Ile zapłacimy za ogrzewanie domu pompą ciepła lub gazem w 2023 roku? Oto konkretne kwoty

2 minuty czytania
Komentarze

Ogrzewanie domu już wkrótce może stać się poważnym wyzwaniem dla większości Polaków. Wszystko przez rosnące koszty energii, które szczególnie mocno mogą — i prawdopodobnie dotkną — już w najbliższych tygodniach. Rząd przygotował wprawdzie pewne programy pomocowe, ale nie wszystkim pomoże to w wystarczającym stopniu.

Ogrzewanie domu pompą ciepła lub gazem a koszty

fot. Julian Hochgesang/Unsplash

Rząd ogłosił zamrożenie cen prądu w 2023 roku przy zużyciu do 2000 kWh. Osoby mieszczące się w tym limicie mają płacić rachunki zgodnie ze stawkami z 2022 roku. Gdy ktoś przekroczy 2000 kWh, zapłaci więcej tylko za nadwyżkę powyżej tej granicy. Jeśli jednak ktoś potrzebuje prądu do ogrzewania domu, to bardzo łatwo będzie mu przekroczyć limit. A takich osób w Polsce w ostatnim czasie lawinowo przybywało.

Prezes Urzędu Regulacji Energetyki już w wakacje ostrzegał przed bezprecedensowymi podwyżkami cen prądu. W 2023 roku taryfy na energię elektryczną dla gospodarstw domowych mogą pójść do góry przynajmniej o 180%. Według wyliczeń serwisu GLOBEnergia, w takim scenariuszu średnia cena prądu na rachunku wzrośnie z 69 gr/kWh do 1,78 zł/kWh (mają na to wpływ m.in. takie czynniki, jak akcyza oraz wzrost opłat dystrybucyjnych). Zdecydowanie nie są to dobre informacje dla osób, które wykorzystują w swoich domach choćby pompy ciepła.

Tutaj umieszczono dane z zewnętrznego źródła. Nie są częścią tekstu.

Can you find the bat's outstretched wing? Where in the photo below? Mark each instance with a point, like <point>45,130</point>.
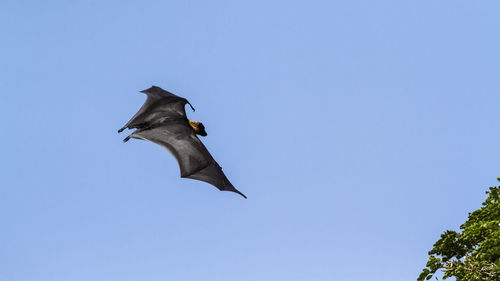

Co z gazem? Tu również nie ma zbyt dobrych informacji. W kontrakcie na 2023 rok średnia cena tego surowca to 496 zł/MWh. Po przeliczeniu na pojedyncze kWh okazuje się, że ceny na rachunkach mogą być mniej więcej dwukrotnie wyższe, niż obecnie. Gospodarstwa domowe płacą teraz 26 gr/kWh, w przyszłym roku może to być 61 gr/kWh.

Z wyliczeń GLOBEnergii wynika, że roczne ogrzewanie domu o powierzchni 150 m2 w standardzie WT 2008 kosztuje obecnie 4 729 zł rocznie (pompa ciepła z grzejnikami), 3 638 zł rocznie (pompa ciepła z ogrzewaniem podłogowym) lub 5 801 zł rocznie (kocioł gazowy). W 2023 roku te kwoty mogą wzrosnąć do 9 889 zł rocznie (pompa ciepła z grzejnikami), 7 136 zł rocznie (pompa ciepła z ogrzewaniem podłogowym) i 13 765 zł (kocioł na gaz z grzejnikami). Co istotne, uwzględniono, że za pierwsze 2000 kWh będzie naliczana niższa stawka.

Już teraz Polakom żyje się coraz trudniej, o czym świadczy choćby rekordowa liczba udzielanych pożyczek. W sezonie grzewczym może być jeszcze gorzej.